England openers struggle after Usman Khawaja’s second century sets stiff target


England will need to bat for the entirety of the final day to kill Australia’s pursuit of an Ashes whitewash in Sydney, after Usman Khawaja’s second century of the match completed his triumphant return to Test cricket.

Having marked his first appearance in two-and-a-half years with an elegant 137 in the first innings, Khawaja repeated the feat with a dashing 101 not out at his old home ground and gave his side every chance of going 4-0 ahead.

By the time Australia declared on 265 for six, England were staring at a distant target of 388, exactly 100 more than the record chase on this ground and 91 more than their best total of the series.

Not many statistics from the current campaign offer good tidings for Joe Root’s side, but the fact that Khawaja has already scored more than any other Englishman barring the captain himself is a painful reminder of their flaws.

The opening pairing has been the biggest problem of all and they looked ripe for the picking in an awkward period before stumps. But Haseeb Hameed and Zak Crawley, both fearfully short of runs, played out 11 overs to reach 30 without loss. Remarkably, that represented England’s best first-wicket stand of the trip.

Australia should get another 98 overs on Sunday, with England carrying three injured men in their top seven. Ben Stokes has had scans on a worrying side complaint, while Jos Buttler (left index finger) and Jonny Bairstow (right thumb) have both had X-rays.

In the absence of the latter pair, Ollie Pope was drafted in as substitute wicketkeeper and acquitted himself impressively with four catches, but everyone will be needed to play their part with the bat.

England began the day with centurion Bairstow still at the crease and three wickets up their sleeve as they looked to chip away at an overnight deficit of 158.

They were only able to take another 36 off, with Scott Boland removing Bairstow for 113 and adding Stuart Broad to continue his remarkable introduction to the Test arena.

Returning to the field 122 in arrears and with Pope deputising behind the stumps, England knew they needed a huge effort with ball in hand. For a while, at least, it looked like they might produce one.

Root tossed the ball to Wood while it was still fresh, just five overs in, and he responded by immediately snagging David Warner’s outside edge. Pope took it safely and the job was under way.

Pope’s second catch was more impressive, standing up to Jack Leach’s spin, staying low and snapping up a sharp edge from Marcus Harris. By the time they added the prize scalps of Marnus Labuschagne and Steve Smith Australia were creaking at 86 for four.

The world’s top-ranked batter Labuschagne lost his head-to-head with Wood for the third innings in a row, swiping a seaming delivery to Pope.

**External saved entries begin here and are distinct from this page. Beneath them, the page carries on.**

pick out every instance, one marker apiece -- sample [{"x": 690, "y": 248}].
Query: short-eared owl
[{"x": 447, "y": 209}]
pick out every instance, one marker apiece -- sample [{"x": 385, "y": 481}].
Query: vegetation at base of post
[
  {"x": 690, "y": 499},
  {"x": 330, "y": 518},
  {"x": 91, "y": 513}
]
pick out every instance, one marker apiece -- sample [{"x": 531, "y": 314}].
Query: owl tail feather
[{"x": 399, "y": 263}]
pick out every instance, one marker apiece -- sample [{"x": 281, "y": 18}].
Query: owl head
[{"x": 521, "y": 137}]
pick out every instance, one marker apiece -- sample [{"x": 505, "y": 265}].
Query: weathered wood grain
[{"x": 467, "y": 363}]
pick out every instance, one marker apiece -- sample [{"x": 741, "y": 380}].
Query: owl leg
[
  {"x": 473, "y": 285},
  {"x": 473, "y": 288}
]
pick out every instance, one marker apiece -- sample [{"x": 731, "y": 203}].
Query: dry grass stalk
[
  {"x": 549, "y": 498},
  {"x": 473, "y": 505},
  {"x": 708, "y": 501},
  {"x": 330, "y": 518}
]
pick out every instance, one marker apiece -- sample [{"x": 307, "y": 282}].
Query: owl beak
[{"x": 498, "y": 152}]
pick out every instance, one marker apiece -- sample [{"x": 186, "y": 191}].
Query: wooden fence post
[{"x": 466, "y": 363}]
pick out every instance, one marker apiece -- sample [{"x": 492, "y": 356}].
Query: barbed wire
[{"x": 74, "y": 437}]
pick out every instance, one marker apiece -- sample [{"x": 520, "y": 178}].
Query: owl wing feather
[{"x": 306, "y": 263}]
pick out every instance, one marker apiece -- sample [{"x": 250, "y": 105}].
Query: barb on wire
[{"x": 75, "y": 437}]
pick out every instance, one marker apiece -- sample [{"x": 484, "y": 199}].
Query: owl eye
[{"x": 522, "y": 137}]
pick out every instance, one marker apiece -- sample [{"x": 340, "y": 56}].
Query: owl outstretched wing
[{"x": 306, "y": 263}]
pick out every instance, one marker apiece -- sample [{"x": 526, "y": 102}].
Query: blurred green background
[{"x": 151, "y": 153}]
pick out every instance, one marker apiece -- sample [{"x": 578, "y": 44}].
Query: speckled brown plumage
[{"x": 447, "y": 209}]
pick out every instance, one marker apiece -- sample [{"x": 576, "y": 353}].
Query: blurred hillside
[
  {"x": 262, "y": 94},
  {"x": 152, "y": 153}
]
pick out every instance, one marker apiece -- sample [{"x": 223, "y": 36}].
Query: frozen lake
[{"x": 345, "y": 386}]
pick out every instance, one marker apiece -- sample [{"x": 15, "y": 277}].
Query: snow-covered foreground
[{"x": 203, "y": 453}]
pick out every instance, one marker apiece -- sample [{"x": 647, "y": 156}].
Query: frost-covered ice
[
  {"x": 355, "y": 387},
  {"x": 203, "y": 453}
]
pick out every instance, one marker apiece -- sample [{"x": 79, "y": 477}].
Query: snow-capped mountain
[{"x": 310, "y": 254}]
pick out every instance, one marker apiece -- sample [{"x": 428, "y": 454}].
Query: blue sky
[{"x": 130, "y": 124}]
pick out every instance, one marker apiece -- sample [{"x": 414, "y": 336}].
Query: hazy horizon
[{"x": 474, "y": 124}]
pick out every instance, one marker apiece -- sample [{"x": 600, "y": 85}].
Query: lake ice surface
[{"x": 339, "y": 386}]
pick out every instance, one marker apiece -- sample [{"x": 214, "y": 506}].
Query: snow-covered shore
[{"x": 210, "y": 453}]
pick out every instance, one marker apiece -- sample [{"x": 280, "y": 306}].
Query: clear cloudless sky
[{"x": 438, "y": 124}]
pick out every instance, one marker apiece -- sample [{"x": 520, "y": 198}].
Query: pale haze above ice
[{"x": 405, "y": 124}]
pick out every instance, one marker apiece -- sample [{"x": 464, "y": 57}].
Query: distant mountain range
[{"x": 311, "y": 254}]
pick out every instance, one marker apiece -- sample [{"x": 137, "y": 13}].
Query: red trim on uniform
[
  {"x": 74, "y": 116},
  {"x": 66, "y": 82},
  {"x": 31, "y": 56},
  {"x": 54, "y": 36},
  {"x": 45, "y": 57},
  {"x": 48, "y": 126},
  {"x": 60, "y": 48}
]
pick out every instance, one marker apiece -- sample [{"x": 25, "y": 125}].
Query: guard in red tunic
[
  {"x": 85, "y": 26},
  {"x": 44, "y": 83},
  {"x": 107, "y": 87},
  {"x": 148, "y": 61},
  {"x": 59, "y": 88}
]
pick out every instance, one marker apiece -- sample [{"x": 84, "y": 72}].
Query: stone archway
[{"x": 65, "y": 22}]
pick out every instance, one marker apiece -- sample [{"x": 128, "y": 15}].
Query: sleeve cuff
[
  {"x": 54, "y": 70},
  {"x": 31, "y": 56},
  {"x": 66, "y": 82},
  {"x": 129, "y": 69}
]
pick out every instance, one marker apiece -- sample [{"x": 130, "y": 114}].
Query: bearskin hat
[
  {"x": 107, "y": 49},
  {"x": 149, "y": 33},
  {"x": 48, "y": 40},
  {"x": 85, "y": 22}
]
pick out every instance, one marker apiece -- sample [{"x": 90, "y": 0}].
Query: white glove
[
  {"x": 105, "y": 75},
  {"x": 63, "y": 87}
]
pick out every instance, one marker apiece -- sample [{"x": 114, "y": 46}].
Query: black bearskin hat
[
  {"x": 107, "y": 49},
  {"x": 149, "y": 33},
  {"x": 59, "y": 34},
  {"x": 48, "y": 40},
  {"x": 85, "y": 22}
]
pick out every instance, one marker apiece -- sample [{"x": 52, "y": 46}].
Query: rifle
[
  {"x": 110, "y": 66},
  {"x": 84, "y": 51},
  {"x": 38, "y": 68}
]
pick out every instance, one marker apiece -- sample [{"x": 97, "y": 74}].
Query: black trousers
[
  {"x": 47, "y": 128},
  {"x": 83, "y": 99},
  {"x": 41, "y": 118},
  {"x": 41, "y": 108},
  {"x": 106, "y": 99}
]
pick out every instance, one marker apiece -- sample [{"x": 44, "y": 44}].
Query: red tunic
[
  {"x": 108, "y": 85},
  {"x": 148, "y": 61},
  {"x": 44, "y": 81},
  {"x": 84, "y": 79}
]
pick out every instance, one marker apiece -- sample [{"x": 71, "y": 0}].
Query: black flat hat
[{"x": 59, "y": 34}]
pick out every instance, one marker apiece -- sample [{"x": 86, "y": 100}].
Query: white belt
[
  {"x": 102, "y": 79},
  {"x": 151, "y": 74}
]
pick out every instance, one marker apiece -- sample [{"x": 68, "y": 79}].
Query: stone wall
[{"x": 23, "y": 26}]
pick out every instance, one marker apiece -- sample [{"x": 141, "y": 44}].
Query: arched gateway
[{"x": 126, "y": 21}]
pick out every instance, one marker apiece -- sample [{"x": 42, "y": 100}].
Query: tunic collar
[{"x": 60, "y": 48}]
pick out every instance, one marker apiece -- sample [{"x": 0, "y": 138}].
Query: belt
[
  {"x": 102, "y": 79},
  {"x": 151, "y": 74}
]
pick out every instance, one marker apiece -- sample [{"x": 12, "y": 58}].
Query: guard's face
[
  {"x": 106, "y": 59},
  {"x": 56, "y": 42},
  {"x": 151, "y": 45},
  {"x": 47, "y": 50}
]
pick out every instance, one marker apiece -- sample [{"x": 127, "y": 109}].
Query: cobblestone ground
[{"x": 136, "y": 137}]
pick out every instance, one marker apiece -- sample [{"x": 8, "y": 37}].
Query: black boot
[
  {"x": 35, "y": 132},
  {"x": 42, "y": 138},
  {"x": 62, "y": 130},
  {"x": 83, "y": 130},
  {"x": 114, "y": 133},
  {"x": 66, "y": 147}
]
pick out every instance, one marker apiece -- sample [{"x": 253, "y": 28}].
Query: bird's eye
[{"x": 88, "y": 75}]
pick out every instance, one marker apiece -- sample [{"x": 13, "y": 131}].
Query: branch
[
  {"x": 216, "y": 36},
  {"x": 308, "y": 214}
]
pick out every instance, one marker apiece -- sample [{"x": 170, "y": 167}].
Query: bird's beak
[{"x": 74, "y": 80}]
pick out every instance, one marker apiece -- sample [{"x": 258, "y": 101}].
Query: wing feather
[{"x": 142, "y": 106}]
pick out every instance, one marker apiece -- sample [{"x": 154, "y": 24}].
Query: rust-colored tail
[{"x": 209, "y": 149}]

Smith, meanwhile, had a rare aberration when he lost his middle stump cutting Leach.

There was, for a moment or two, a hint that Australia could be toppled but Khawaja went on to lead a superb stand of 179 with Cameron Green.

He instantly found his rhythm, pulling elegantly and stroking into gaps. When England opted for spin, he milked it or monstered it depending on his whim.

There were a couple of emphatic slog sweeps for six off Leach, each achieved with an assertive stride and a fulsome swing.

By the time he reached 50 with a cover drive off Broad, the idea that he would double up had already taken hold. Green was much less sure of himself but the lack of scoreboard pressure and Khawaja’s calm assurance helped him settle.

There were only a couple of slight doubts along the way to Khawaja’s hundred, a nick off Root that went in and out of Pope’s glove and a optimistic lbw referral on 98.

If England thought the latter delay would unsettle him, their decision to hand part-timer Dawid Malan the next over had the opposite effect and Khawaja duly whipped a long-hop for two to kick off a long ovation.

A declaration looked certain but Pat Cummins gave Green the chance to sprint for his own ton. He got as far as 74 before slogging Leach straight in the air. The spinner made it two in two when Pope’s smart reactions condemned Alex Carey to a golden duck, but Cummins refused to allow the hat-trick opportunity – waving Khawaja in from the balcony.

Australia have made a habit of new-ball wickets but found Crawley (22no) in breezy form, while Hameed hung in for eight.